Semi-related question: I’m new to docker and the way I’m enabling the admin page now is I delete the current container, and create a new one with -e ADMIN_TOKEN=secret.
Is that how you’re supposed to do it, or should you/is it possible to pass this argument to an already running/existing container?

edit1: I checked ufw, and I don’t have any rules pertaining the docker ports that the container uses.

edit2: I checked iptables, and that does have this line:

image1396×84 11.3 KB

edit3: I did this:

which added this to iptables:

image1430×164 23.7 KB

but I still dont have internet access. How do I remove that first drop rule?

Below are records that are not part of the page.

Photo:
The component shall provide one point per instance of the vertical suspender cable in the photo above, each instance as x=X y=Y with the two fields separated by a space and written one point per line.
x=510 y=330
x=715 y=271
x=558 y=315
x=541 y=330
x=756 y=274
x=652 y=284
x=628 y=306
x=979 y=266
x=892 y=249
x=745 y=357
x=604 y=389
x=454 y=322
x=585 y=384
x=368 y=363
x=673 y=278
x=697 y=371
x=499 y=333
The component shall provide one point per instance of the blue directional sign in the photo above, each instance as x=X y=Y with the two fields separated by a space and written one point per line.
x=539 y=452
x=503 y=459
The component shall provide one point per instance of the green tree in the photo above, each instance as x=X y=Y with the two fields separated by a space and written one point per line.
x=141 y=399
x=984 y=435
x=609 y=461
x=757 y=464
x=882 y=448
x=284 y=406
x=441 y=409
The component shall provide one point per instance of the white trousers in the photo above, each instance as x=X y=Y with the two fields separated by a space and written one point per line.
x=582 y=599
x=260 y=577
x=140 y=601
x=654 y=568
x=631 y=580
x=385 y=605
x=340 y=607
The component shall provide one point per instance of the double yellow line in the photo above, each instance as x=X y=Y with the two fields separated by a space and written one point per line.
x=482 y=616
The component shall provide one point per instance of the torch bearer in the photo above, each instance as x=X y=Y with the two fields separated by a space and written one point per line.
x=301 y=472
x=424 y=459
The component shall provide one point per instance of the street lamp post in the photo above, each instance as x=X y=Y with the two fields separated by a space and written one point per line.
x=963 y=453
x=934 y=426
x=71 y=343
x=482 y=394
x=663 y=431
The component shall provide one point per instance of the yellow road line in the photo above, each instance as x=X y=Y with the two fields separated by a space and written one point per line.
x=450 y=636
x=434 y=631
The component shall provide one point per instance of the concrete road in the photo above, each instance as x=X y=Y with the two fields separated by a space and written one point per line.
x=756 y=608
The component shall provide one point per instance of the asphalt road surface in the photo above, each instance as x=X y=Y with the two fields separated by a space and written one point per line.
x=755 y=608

To remove a rule you could do the following:

ufw status numbered
ufw delete <rule-number>

Also, nginx is your reverse proxy (host > app), not outgoing proxy (app > internet).
I’m not sure how or why, but maybe the network config of the container could cause some issues.
You could also try to, for a small moment, disable the ufw and see if that helps.

It was my host’s /etc/resolve.conf that was wrong, which resulted in the container’s resolve.conf also being wrong. I followed the steps proposed by lewish95 here and that fixed my issue.

sudo ln -sf /run/systemd/resolve/resolv.conf /etc/resolv.conf
and then I recreated the bitwarden container.

It’s weird because despite the seemingly wrong resolv.conf my host still had internet access, but whatever, I guess that linux works in mysterious ways. In any case, it’s fixed now.